Son birkaç yılda gereksiz abartıldığını düşündüğüm iki oyuncu var. Biri Barış Alper diğeri de Kerem Aktürkoğlu. Yanlış anlaşılmasın, bu iki oyuncu, kötü topçular demiyorum. Sadece fazla abartıldıklarını düşünüyorum. Barış için, kulübü 30 milyon euro bonservis bedeli belirlemiş. İlk duyduğumda güldüm, 5 milyon euro veren olursa, hemen satın! diye düşünmüştüm. Gelen tek ciddi teklif sadece ve sadece 3 milyon euro oldu! Fizik gücü gerçekten çok yukarıda olan bu oyuncumuz, futbol mantelitesi ve top tekniği açısından zayıf.Milli takımda oynamaz demiyorum, ama forvet oynayamıyor, bu net. Çizgi oyuncusu olarak, çok daha yararlı olur. Kerem ise iyi bir ikinci forvet. Asla bir takımı tek başına taşıyacak bir oyuncu değil. Hamle oyuncusu olarak, çok değerli olduğunu bir çok kez gösterdi. Kadroda mutlaka olmalı.

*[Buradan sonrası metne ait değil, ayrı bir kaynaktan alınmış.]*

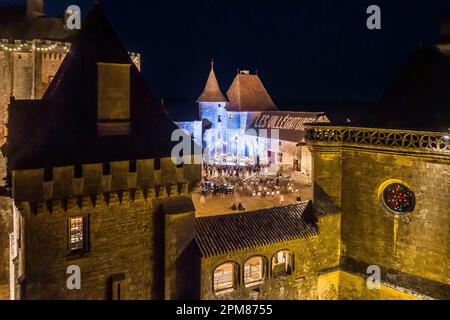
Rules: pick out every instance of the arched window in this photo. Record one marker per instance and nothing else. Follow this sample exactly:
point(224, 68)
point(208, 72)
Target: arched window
point(224, 277)
point(253, 270)
point(281, 263)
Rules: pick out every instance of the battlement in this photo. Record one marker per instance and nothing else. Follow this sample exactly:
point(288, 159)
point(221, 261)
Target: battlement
point(160, 177)
point(34, 45)
point(144, 197)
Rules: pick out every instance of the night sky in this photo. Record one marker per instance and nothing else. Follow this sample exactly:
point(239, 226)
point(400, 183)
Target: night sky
point(304, 51)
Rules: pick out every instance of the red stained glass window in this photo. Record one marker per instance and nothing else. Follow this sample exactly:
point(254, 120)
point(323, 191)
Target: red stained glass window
point(399, 198)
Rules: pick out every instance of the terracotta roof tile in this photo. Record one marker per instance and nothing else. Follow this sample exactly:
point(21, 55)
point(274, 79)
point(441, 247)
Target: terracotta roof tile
point(232, 232)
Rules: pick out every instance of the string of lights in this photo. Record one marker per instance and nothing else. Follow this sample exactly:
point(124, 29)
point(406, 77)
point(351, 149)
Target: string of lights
point(34, 46)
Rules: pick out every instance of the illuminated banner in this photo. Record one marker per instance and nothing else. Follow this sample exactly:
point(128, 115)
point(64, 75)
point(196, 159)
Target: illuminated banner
point(290, 124)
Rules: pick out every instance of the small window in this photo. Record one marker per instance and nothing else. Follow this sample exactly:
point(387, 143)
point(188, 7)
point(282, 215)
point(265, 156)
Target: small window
point(253, 270)
point(78, 171)
point(399, 198)
point(106, 168)
point(157, 164)
point(48, 174)
point(132, 166)
point(281, 263)
point(224, 277)
point(117, 288)
point(78, 235)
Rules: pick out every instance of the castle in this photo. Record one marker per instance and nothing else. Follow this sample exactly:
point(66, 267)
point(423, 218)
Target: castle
point(92, 184)
point(245, 126)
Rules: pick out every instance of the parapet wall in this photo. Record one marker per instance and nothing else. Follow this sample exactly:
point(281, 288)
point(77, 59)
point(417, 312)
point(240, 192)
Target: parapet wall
point(161, 178)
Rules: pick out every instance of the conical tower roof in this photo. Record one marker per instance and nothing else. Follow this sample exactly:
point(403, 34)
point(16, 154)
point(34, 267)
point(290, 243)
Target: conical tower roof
point(247, 93)
point(65, 120)
point(212, 92)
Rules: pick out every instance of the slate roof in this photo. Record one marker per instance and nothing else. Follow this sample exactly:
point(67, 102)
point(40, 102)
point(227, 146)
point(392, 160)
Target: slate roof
point(15, 24)
point(419, 96)
point(212, 92)
point(61, 129)
point(221, 234)
point(247, 93)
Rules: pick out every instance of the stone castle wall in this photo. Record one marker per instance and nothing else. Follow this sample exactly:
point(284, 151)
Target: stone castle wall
point(313, 257)
point(412, 250)
point(128, 231)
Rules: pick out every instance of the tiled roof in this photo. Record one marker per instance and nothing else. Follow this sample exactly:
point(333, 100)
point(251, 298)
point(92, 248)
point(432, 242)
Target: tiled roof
point(232, 232)
point(212, 92)
point(247, 93)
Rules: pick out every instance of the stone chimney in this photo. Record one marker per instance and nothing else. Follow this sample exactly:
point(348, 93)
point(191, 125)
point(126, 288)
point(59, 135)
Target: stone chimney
point(35, 8)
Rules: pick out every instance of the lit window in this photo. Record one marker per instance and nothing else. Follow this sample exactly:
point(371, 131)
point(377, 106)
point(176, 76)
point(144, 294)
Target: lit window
point(253, 270)
point(224, 277)
point(78, 234)
point(281, 263)
point(399, 198)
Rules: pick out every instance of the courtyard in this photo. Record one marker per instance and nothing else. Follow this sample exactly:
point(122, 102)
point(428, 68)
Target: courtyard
point(257, 191)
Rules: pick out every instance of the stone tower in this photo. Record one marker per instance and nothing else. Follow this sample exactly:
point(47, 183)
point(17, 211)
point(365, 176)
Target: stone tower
point(212, 108)
point(93, 183)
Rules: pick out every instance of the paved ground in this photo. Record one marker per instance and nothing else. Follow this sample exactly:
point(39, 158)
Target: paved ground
point(216, 205)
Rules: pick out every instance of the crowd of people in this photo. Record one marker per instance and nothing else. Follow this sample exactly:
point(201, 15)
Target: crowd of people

Televizyonda maçı anlatan spiker, bir kaç kez uzaktan attığımız şutlara övgü yaptı. Ama gözden kaçırdığı husus, başka bir alternatifimizin olmaması! Santrafor yok! Orta yapsan, 170cm boyu. ile Kerem mi vuracak kafayı? Rakip savunmalar, böyle yüksek topları, armut toplar gibi topladılar. Oyunumuzun bir B planı mevcut değil.
Bir paragraf da Arda Güler kardeşime açmak istiyorum. Arda, hemen ve lütfen Real Madrid'den kurtul! Kaç, kurtar kendini! Bizim sihirli solağı, Ancelotti sıradan, vasat bir oyuncuya çevirmiş! Eski Arda topu ayağına aldı mı, sanki uhu sürmüş gibi kramponuna yapıştırırdı. Olumlu bir iş yapmadan da rahat etmezdi. Ancelotti'nin Arda'sı ise topu en yakınındaki arkadaşına vermekle yetiniyor! Ama bu bize yetmiyor!
80'lerde hepimizin içine işlemiş bir dizi vardı. Beyaz Gölge. Kenar mahalle lisesinde okuyan, bir grup basketbolcu öğrenci ve onların coach'larının başından geçenleri anlatan çok güzel bir diziydi. Bir bölümünde, takımın yıldız oyuncusuna, önemli bir kolej'den burs veriliyor, bu yetenekli genç de bu şansı kullanıyor ve okul değiştiriyordu. Fakat yeni takımındaki ırkçı koç, basketleri bu oyuncunun atmasını istemiyor ve hiç şut çekmemesini ve topu sürekli, boştaki beyaz oyunculara vermesini istiyordu. Bu mobbing'e dayanamayan oyuncu da eski takımına dönüyordu. Arda'nın durumu, bana, dizinin bu bölümünü hatırlattı! Arda, kaç abicim! Yıldız olacağın, meziyetlerini eksiksiz sergileyeceğin bir takıma git! Maradona bile o büyük takımlarda yapamadı ama gitti hiç şampiyon olamamış Napoli'yi şampiyon yaptı! Efsane oldu! Sen de git Ancelotti hangi takımla anlaşırsa, rakiplerinden biri ile anlaş! Şu eski kafalı İtalyana neler yapabileceğini göster!
Bu jenerasyon heba olmamalı! Benim gönlümden geçen, Milli Takımımızın bir an evvel Sergen Yalçın hocaya teslim edilmesi. Sergen hocamızla, bu takımın, birden fazla kere kupa kaldıracağına eminim.